Avant d’installer — ou si vos caméras tournent déjà sans formalité —, la séquence est simple : recenser vos dispositifs et leur finalité, qualifier la formalité avec votre conseil, déposer auprès de la CNDP, puis verrouiller l’accès et la conservation des images. Un échange de cadrage suffit à dimensionner la partie sécurité.

Demander un échange de cadrage · Préparation loi 09-08

Questions fréquentes

Faut-il déclarer ses caméras de surveillance à la CNDP ?

Oui. Une caméra qui filme des personnes identifiables traite des données personnelles au sens de la loi 09-08 ; une formalité préalable auprès de la CNDP s’impose avant la mise en service. La qualification précise relève de votre conseil.

Déclaration ou autorisation pour la vidéosurveillance ?

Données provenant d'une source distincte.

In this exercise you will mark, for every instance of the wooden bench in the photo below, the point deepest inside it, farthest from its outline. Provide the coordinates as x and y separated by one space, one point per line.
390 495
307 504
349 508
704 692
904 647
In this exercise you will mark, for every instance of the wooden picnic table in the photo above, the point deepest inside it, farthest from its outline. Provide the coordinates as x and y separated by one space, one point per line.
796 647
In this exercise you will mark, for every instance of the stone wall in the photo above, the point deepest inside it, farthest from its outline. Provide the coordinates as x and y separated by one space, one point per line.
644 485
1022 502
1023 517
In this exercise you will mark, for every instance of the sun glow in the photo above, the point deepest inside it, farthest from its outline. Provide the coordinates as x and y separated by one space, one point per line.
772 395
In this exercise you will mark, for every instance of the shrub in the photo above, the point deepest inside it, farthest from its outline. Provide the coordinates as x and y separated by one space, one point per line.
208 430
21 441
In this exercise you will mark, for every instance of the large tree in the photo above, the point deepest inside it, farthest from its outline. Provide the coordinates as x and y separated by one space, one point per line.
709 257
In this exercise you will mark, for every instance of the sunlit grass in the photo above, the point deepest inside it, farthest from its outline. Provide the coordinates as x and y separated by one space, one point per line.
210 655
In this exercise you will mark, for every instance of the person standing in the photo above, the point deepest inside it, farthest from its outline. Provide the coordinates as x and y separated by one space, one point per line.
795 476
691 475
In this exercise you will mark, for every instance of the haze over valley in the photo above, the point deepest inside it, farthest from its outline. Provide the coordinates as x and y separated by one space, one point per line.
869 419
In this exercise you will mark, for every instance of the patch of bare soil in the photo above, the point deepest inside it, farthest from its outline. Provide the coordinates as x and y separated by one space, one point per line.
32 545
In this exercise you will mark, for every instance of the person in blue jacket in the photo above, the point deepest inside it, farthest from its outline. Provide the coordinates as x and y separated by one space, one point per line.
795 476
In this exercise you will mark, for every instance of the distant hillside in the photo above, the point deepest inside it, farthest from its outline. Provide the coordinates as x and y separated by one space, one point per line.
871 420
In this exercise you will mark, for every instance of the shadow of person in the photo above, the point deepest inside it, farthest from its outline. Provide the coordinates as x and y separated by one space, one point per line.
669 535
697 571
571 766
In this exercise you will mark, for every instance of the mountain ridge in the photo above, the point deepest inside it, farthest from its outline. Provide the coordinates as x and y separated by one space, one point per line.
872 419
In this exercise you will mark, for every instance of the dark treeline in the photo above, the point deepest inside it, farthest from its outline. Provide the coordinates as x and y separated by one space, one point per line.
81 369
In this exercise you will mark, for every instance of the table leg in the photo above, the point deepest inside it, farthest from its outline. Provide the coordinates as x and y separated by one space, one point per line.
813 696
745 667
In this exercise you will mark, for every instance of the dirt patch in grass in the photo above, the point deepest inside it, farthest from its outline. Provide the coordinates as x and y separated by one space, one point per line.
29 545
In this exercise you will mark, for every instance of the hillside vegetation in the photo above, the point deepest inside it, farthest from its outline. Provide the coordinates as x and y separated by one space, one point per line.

Pour un usage de sécurité classique, une déclaration préalable sur le portail de la CNDP. Pour une finalité autre que la sécurité ou un contexte sensible, une autorisation préalable — l’accord de la CNDP doit précéder l’installation.

Faut-il déclarer avant ou après l’installation ?

Avant. La formalité est préalable : elle se dépose avant la mise en service des caméras. Installer puis « régulariser » est précisément ce que le régime interdit.

Combien de temps peut-on conserver les images ?

La conservation est limitée — la règle de référence retient un mois, et jusqu’à trois mois maximum selon le contexte. Passé ce délai, les images doivent être supprimées. La durée retenue doit figurer dans la formalité.

Peut-on filmer les employés sur leur lieu de travail ?

Oui, mais de façon proportionnée : pour la sécurité, sans surveillance permanente des postes, sans caméras dans les espaces privatifs, et après information des personnes concernées. La frontière exacte relève de votre conseil.

Faut-il informer les personnes filmées ?

Oui. Une signalétique visible doit informer les personnes à l’entrée des zones surveillées (identité du responsable, finalité, droits) ; la CNDP publie des mentions types à cet usage.

Que risque-t-on sans déclaration ?

Une vidéosurveillance non déclarée, ou détournée de sa finalité, expose à des sanctions prévues par la loi (jusqu’à des peines d’emprisonnement et des amendes pouvant atteindre 200 000 dirhams) et, depuis février 2025, à des contrôles actifs de la CNDP — sans compter l’exposition commerciale.